Significant Goodwill and Intangible Assets with Indefinite Useful Lives

 

During 2024, goodwill was recognised in connection with the acquisitions of Waveform Technologies' CGM assets, EpiCapture, and Metabolomics. The carrying value of goodwill as at December 31, 2025 was US$14.0 million. The CGUs for which goodwill is considered significant from a Group perspective, and the additional disclosures required for these CGUs, are set out below.

 

Goodwill arising from the purchase of CGM assets from Waveform Technologies

 

 

 

 December 31, 2025

 

Carrying amount of goodwill (US$’000)

 

12,403

 

Discount rate applied (real pre-tax)

 

18.6

%

% EBITDA would need to decrease for an impairment to arise

 

56.51

%

Long-term growth rate

 

2.0

%

 

The Waveform CGM CGU includes proprietary continuous glucose monitoring (CGM) technology and related assets acquired from Waveform Technologies in January 2024. As at December 31, 2025, goodwill allocated to the CGM cash‑generating unit (“CGU”) amounted to US$12.4 million.

 

The Group performed an impairment assessment of goodwill as at December 31, 2025. The recoverable amount of the CGU was determined based on a value‑in‑use model, using forecast cash flows and a terminal value.

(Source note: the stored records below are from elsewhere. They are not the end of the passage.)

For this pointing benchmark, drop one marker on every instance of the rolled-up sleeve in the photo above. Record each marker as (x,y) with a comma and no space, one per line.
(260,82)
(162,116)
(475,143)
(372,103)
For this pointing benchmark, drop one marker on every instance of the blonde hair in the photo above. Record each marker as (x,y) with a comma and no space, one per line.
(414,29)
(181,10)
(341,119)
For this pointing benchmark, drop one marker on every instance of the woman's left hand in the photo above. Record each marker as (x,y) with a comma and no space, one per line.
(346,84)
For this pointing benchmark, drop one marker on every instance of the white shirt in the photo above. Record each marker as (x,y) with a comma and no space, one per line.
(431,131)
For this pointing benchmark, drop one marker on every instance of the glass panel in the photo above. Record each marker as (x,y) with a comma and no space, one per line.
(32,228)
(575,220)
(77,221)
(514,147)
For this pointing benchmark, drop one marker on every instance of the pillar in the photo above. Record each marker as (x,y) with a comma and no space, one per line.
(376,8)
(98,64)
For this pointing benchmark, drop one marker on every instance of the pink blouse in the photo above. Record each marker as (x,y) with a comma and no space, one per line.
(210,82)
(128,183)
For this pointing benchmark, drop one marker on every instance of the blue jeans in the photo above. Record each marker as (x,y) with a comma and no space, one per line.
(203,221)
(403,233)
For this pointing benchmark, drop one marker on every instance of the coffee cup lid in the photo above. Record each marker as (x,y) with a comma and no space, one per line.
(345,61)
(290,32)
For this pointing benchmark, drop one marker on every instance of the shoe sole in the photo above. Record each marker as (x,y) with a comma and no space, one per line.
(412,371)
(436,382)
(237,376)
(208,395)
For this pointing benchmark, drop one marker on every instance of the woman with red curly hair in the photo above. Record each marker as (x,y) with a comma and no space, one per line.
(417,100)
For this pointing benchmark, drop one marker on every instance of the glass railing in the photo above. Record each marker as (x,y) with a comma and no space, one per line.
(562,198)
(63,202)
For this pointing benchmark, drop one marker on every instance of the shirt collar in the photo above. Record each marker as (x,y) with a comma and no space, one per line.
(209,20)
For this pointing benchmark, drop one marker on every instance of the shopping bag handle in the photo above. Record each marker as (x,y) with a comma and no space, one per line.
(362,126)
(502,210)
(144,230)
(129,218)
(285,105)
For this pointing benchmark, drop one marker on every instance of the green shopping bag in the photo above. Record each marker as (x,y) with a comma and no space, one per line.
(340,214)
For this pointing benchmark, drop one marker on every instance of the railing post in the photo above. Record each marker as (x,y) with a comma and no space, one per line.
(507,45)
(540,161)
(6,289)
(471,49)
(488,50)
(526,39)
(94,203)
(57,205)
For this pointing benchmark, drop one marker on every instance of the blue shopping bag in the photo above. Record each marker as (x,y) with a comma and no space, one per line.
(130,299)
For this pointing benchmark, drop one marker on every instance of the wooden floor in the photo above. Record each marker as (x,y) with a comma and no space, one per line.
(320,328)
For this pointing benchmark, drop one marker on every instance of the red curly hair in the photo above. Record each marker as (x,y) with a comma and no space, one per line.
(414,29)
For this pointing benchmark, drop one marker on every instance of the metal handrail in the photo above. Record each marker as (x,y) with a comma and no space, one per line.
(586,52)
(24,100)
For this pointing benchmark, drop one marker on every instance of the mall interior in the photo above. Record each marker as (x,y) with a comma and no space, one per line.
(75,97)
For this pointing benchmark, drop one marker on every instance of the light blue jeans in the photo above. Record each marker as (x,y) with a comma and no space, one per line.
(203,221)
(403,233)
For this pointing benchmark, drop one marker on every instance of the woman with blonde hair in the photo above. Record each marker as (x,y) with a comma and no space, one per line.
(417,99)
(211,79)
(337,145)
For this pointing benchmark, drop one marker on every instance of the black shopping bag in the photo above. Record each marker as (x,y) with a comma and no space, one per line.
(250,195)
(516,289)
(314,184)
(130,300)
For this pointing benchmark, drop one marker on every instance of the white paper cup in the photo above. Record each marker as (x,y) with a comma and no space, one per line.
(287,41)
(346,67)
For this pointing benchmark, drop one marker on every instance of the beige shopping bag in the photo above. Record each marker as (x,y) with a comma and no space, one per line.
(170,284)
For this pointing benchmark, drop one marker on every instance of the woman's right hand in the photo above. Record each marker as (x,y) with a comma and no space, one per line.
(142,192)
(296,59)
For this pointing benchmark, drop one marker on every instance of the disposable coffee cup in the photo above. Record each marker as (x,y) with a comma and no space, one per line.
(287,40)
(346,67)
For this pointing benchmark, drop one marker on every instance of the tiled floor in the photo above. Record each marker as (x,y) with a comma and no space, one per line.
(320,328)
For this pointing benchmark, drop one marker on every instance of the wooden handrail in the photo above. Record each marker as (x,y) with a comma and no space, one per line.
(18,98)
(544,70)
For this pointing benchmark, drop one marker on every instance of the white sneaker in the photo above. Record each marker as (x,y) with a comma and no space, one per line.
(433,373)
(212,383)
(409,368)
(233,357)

The key assumptions applied in the impairment assessment were consistent with the prior year and included a pre‑tax discount rate of 16.2% and a long‑term growth rate of 2.0%.

 

No impairment loss was recognised in respect of the Waveform CGM CGU during the years ended December 31, 2025 and December 31, 2024. Management concluded that there were no indicators of impairment, that the recoverable amount of the CGU exceeded its carrying amount, and that no reasonably possible change in key assumptions would lead to the carrying amount exceeding the recoverable amount.

 

Goodwill arising from the acquisition of EpiCapture Limited

  

 

 

 December 31, 2025

 

Carrying amount of goodwill (US$’000)

 

1,420

 

Discount rate applied (real pre-tax)

 

21.9

%

% EBITDA would need to decrease for an impairment to arise

 

84.35

%

Long-term growth rate

 

2.0

%

 

The EpiCapture CGU includes oncology diagnostics technology and associated intellectual property acquired in 2024. As at December 31, 2025, goodwill allocated to the EpiCapture CGU amounted to US$1.4 million.

 

The Group performed an impairment assessment of goodwill as at December 31, 2025. The recoverable amount of the CGU was determined based on a value‑in‑use model, using forecast cash flows and a terminal value. The key assumptions applied in the impairment assessment were consistent with the prior year and included a pre‑tax discount rate of 20.0% and a long‑term growth rate of 2.0%.

 

No impairment loss was recognised in respect of the EpiCapture CGM CGU during the years ended December 31, 2025 and December 31, 2024. Management concluded that there were no indicators of impairment, that the recoverable amount of the CGU exceeded its carrying amount, and that no reasonably possible change in key assumptions would lead to the carrying amount exceeding the recoverable amount.

 

Goodwill arising from the acquisition of Metabolomic Diagnostics Limited

 

Goodwill of US$6,000 was recognised in connection with the acquisition of Metabolomics. This amount is not considered individually material to the Group, and therefore no further disclosures have been provided in accordance with IAS 36.

 

Intangible Assets with Indefinite Useful lives (included in other intangibles)

 

The trade name assets purchased as part of the acquisition of Primus in 2005 was valued using the relief from royalty method and based on factors such as (1) the market and competitive trends and (2) the expected usage of the name. At December 31, 2025, the carrying value of this trade name asset was US$365,000 (December 31, 2024: US$365,000). Management has determined that this trade name is expected to generate net cash inflows for the Group for an indefinite period and, accordingly, they are classified as intangible assets with indefinite useful lives.